When an object (a number or a bitstream or a dynamical system) can be expressed a different way in fewer bits, it is compressible. A frugal telegraph operator prefers to send the compressed version. Because the spirit of frugal telegraph operators kept the lights on at Bell Labs, it was natural for Claude Shannon to explore data compression, both theory and practice. Compression was fundamental to his vision: his war work on cryptography analyzed the disguising of information at one end and the recovery of the information at the other; data compression likewise encodes the information, with a different motivation—the efficient use of bandwidth. Satellite television channels, pocket music players, efficient cameras and telephones and countless other modern appurtenances depend on coding algorithms to compress numbers—sequences of
bits—and those algorithms trace their lineage to Shannon’s original 1948 paper.
The first of these, now called Shannon-Fano coding, came from his colleague Robert M. Fano. It began with the simple idea of assigning short codes to frequent symbols, as in Morse code.
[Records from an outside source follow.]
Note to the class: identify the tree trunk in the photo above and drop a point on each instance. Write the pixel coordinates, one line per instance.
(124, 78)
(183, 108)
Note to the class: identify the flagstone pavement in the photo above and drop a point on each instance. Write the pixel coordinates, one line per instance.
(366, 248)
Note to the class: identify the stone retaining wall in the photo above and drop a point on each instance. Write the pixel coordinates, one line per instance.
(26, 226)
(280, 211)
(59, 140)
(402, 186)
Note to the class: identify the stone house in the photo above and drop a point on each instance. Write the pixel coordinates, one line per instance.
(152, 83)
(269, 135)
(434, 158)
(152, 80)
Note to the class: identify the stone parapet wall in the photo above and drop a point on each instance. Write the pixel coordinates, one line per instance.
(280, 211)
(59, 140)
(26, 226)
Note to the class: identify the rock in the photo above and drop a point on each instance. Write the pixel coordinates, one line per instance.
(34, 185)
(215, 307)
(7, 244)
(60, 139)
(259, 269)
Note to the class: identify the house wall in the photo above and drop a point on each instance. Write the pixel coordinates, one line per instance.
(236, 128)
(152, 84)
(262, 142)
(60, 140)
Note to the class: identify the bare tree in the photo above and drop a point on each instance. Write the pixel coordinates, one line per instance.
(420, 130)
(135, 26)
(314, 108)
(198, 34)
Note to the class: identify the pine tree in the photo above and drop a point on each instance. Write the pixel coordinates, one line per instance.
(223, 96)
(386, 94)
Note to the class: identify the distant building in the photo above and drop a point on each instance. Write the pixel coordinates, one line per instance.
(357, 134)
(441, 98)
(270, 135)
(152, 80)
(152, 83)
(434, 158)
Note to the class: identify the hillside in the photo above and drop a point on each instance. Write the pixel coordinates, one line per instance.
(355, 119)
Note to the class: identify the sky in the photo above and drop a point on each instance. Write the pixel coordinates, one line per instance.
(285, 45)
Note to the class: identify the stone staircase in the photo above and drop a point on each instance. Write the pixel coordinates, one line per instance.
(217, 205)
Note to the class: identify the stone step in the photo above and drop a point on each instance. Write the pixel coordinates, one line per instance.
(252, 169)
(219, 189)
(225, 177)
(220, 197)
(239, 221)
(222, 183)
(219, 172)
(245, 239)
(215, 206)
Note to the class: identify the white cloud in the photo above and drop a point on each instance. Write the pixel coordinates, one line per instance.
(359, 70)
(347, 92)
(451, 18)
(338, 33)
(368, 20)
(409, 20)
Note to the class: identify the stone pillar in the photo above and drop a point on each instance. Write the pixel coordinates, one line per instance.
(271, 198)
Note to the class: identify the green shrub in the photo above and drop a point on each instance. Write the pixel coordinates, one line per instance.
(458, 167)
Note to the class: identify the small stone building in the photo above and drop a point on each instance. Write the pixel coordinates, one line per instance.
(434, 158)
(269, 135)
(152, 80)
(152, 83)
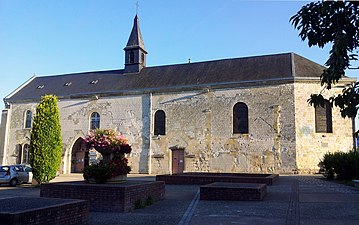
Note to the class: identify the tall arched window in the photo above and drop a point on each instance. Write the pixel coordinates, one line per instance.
(160, 123)
(95, 121)
(25, 155)
(240, 118)
(131, 57)
(28, 119)
(323, 118)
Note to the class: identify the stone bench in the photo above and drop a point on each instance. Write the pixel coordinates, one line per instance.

They knew their method was not optimal, however: it could not be relied on to produce the shortest possible messages. Within three years it was surpassed by work of a graduate student of Fano’s at MIT, David Huffman. In the decades since, versions of the Huffman coding algorithm have squeezed many, many bytes.
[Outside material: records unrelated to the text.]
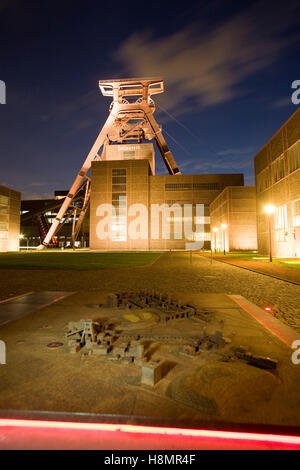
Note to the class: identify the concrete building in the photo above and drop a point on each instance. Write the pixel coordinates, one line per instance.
(144, 218)
(38, 214)
(277, 179)
(233, 219)
(10, 203)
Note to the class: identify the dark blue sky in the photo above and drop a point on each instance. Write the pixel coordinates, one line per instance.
(228, 69)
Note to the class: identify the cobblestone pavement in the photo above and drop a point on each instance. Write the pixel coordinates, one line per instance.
(172, 273)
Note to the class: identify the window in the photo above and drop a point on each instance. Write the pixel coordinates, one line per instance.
(4, 200)
(294, 157)
(118, 179)
(119, 221)
(280, 219)
(296, 213)
(191, 186)
(263, 180)
(277, 170)
(129, 154)
(119, 172)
Ray Solomonoff, a child of Russian immigrants who studied at the University of Chicago, encountered Shannon’s work in the early 1950s and began thinking about what he called the Information Packing Problem: how much information could one “pack” into a given number of bits, or conversely, given some information, how could one pack it into the fewest possible bits.♦ He had majored in physics, studied mathematical biology and probability and logic on the side, and gotten to know Marvin Minsky and John McCarthy, pioneers in what would soon be called artificial intelligence. Then he read Noam Chomsky’s offbeat and original paper “Three Models for the Description of Language,”♦ applying the new information-theoretic ideas to the formalization of structure in language. All this was bouncing around in Solomonoff’s mind; he was not sure where it led, but he found himself focusing on the problem of induction. How do people create theories to account for their experience of the world? They have to make generalizations, find patterns in data that are always influenced by randomness and noise. Could one enable a machine to do that? In other words, could a computer be made to learn from experience?
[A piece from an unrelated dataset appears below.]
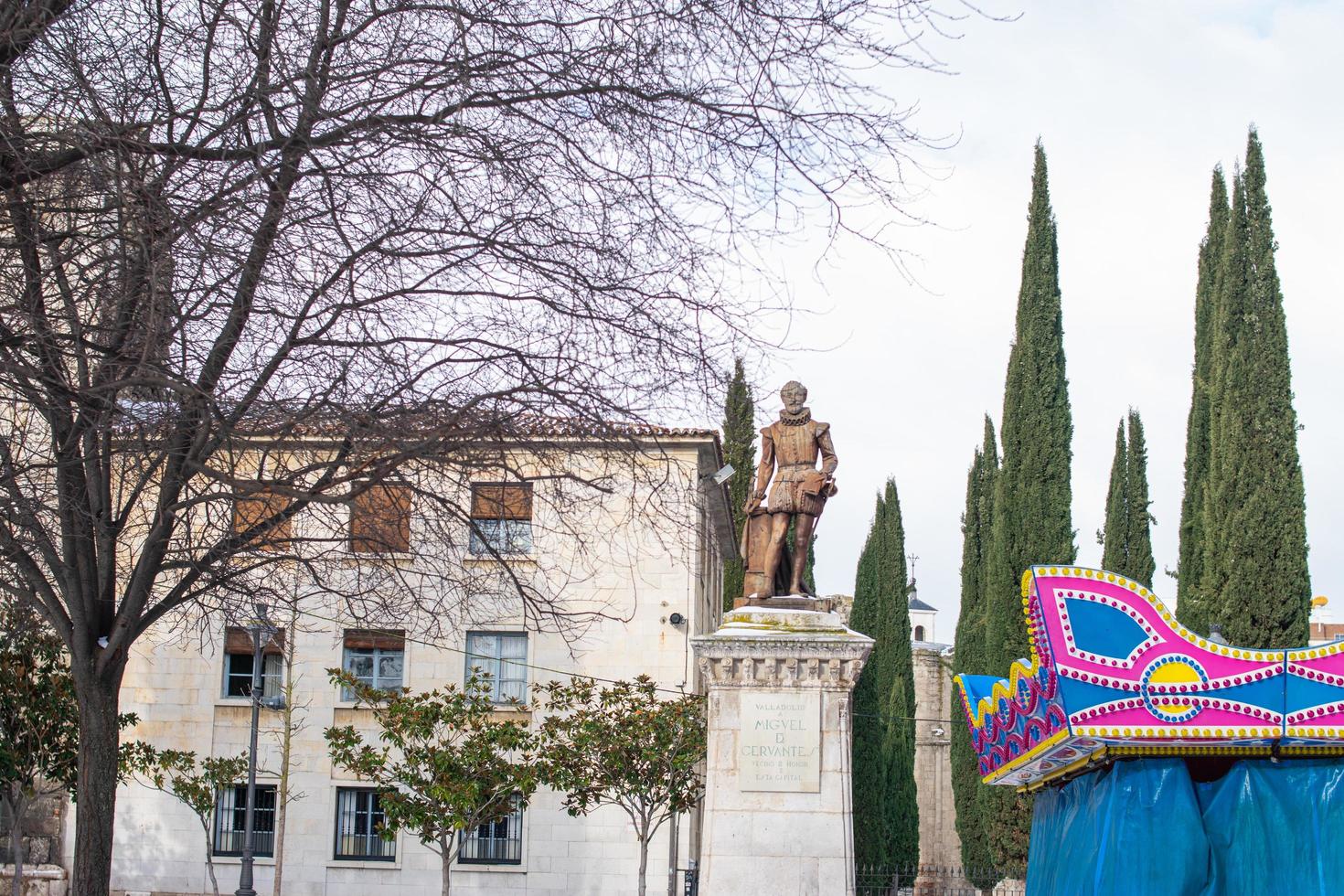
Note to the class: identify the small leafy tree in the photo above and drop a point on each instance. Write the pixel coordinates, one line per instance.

He worked out an elaborate answer and published it in 1964. It was idiosyncratic, and hardly anyone noticed until the 1970s, when both Chaitin and Kolmogorov discovered that Solomonoff had anticipated the essential features of what by then was called algorithmic information theory. In effect, Solomonoff, too, had been figuring out how a computer might look at sequences of data—number sequences or bit strings—and measure their randomness and their hidden patterns. When humans or computers learn from experience, they are using induction: recognizing regularities amid irregular streams of information. From this point of view, the laws of science represent data compression in action. A theoretical physicist acts like a very clever coding algorithm. “The laws of science that have been discovered can be viewed as summaries of large amounts of empirical data about the universe,”♦ wrote Solomonoff. “In the present context, each such law can be transformed into a method of compactly coding the empirical data that gave rise to that law.” A good scientific theory is economical. This was yet another way of saying so.